Actuellement au cinéma, l’adaptation du roman L’Écume des jours, de Boris Vian, est l’occasion de mettre un coup de projecteur sur le cuisinier Jules Gouffé, connu comme  l’ « apôtre de la cuisine décorative » et incarné par Alain Chabat. Il va sans dire que les décorateurs du film se sont régalés…

Un pâté d’anguille tout droit sorti de la page 638 du Livre de cuisine de Jules Gouffé. Un andouillon des îles au porto musqué, purement inventé par Boris Vian. Le roman L’Ecume des jours s’ouvre sur les fumets de la cuisine de Nicolas (alias Omar Sy), cuisinier de Colin (Romain Duris) et ardent disciple de Gouffé, qui lui a réellement existé. Ce cuisinier et pâtissier, qui œuvra au XIXe siècle, est passé à la postérité culinaire pour son livre rassemblant quelque 500 recettes, illustrées par des  chromolithographies et des planches explicatives. Une débauche de pâtés et terrines, galantines et pièces montées, plus élaborés les uns que les autres, qui se sont révélés une manne pour les décorateurs d’un film dont les premières scènes montrent un délirant festin. « Nous nous sommes inspirés du Livre de cuisine, mais aussi d’autres livres des années 50 aux photos colorisées », raconte Stéphane Rozenbaum, chef décorateur de L’Ecume des jours. Particularité des plats reconstitués : ils sont tous réalisés à la main, en tissu et matériaux de récupération. « C’est un souhait du réalisateur, Michel Gondry. Il est végétarien et trouve que la vraie nourriture, ce n’est pas très photogénique. » L’option a donc été prise de réaliser une cuisine de décor, quitte à prendre au mot Gouffé lui-même, puisqu’il est justement connu pour avoir porté au sommet l’art d’une « cuisine décorative », sans doute plus belle à contempler qu’à goûter.

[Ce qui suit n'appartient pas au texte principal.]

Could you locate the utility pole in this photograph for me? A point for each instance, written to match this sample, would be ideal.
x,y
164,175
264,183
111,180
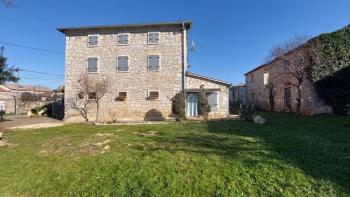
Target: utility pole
x,y
17,95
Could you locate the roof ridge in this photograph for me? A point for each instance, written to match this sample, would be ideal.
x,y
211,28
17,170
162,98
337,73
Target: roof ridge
x,y
208,78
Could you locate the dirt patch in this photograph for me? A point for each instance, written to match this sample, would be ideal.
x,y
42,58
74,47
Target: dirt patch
x,y
93,145
146,133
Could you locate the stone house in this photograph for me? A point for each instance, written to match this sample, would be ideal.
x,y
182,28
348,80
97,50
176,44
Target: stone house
x,y
8,97
146,65
284,89
238,93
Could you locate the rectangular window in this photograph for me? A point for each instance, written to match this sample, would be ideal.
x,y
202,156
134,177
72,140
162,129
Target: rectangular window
x,y
153,62
122,96
92,65
92,40
288,97
92,95
212,99
153,95
266,78
123,63
123,39
153,37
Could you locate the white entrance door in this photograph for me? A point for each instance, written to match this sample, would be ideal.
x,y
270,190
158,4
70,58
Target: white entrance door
x,y
2,106
192,104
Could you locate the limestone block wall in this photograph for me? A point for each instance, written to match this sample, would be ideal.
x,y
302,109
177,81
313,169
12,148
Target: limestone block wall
x,y
137,82
222,110
311,104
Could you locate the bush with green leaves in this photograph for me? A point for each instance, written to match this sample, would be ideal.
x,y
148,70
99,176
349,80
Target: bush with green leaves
x,y
178,106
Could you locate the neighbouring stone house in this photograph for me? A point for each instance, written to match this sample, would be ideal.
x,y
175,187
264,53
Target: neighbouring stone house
x,y
146,65
238,93
284,89
8,97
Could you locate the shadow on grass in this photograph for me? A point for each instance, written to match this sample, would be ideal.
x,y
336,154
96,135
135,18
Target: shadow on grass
x,y
320,146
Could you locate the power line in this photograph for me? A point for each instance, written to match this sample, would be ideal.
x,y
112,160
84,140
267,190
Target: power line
x,y
38,72
32,48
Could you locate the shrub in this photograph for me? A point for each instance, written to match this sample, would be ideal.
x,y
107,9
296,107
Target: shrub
x,y
178,106
203,105
330,72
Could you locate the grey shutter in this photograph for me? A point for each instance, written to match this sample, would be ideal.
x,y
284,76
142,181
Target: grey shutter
x,y
92,65
153,62
212,99
93,40
123,63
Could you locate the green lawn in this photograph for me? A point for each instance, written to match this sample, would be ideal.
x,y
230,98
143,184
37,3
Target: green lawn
x,y
289,156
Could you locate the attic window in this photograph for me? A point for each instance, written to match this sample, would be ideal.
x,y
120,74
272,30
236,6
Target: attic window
x,y
153,37
153,95
123,38
92,40
81,95
92,95
122,96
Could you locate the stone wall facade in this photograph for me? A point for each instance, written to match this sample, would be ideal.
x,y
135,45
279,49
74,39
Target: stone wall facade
x,y
137,82
258,93
194,84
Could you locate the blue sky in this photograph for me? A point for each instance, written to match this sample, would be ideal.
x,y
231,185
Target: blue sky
x,y
231,36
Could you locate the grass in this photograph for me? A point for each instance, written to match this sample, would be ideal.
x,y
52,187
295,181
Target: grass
x,y
289,156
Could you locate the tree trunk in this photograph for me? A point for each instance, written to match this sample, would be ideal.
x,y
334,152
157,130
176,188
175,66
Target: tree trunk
x,y
298,100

Cuisine cinéma Vian 2Plats animés

Au total, c’est une trentaine de plats plus délirants les uns que les autres qui ont été fabriqués par Bénédicte Charpiat, assistée de Coralie Avignon. « Ce n’est pas de la bidouille de court-métrage, comme on a pu le lire dans certaines critiques, commente l’accessoiriste. Je peux vous assurer que nous avons travaillé avec des équipes hyper pointues. » Elle-même s’est en particulier appuyée sur le département « animation » du film, notamment pour donner vie aux fameuses anguilles que l’on attrape à l’aide d’un dentifrice à l’ananas, avant de les déguster encore bien frétillantes dans l’assiette.

Michel Gondry lui-même y est allé de ses inventions, en particulier lors de la fête d’Isis de Ponteauzanne, où l’on sert de délicieux petits fours façon… fours de cuisine miniatures. Les pièces réalisées ont bien sûr été conservées. Une partie est actuellement présentée au Musée des lettres et manuscrits, à Paris, qui consacre jusqu’à fin août une exposition à L’Ecume des jours. Bénédicte Charpiat a quant à elle commencé la rédaction d’un livre de recettes imaginaires autour de ces plats fantaisistes. Joli trait d’union entre un écrivain et un cuisinier. Entre les mots et les mets.